Und, ist das geglückt? Ich glaube, dass es ganz gut aussieht…
Wie aber blicken Lehrer auf ihre Schüler zurück, was waren ihre Motive, dass sie uns unterrichtet haben, was waren ihre Wünsche und Hoffnungen ihrer methodisch-didaktischen Anstrengungen, was waren ihre Ziele?

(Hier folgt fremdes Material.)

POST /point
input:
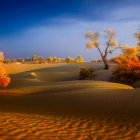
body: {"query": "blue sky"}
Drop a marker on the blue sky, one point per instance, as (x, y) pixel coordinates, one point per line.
(57, 27)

Haben wir ihren Vorstellungen entsprochen, ist aus uns das geworden, was aus uns werden konnte?
Der Austausch war belebend - was haben wir gelacht! - uns gemeinsam erinnert, an Lehrer und ihre Gewohnheiten, an wiederkehrende Situationen, Klassenfahren und Praktika, Rollenzuweisungen und Überraschungen, gemeinsame Bühnenauftritte und schließlich die Abschlussprüfungen… Erstaunlich aber war, dass viele meiner Mitschüler ihre eigenen Kinder nicht auf eine Waldorfschule schicken… Was schlummert da für eine Sorge?
Es wäre gut, sich in einigen Jahren wieder zu treffen und die Fragen zu besprechen, die noch am Horizont geblieben sind.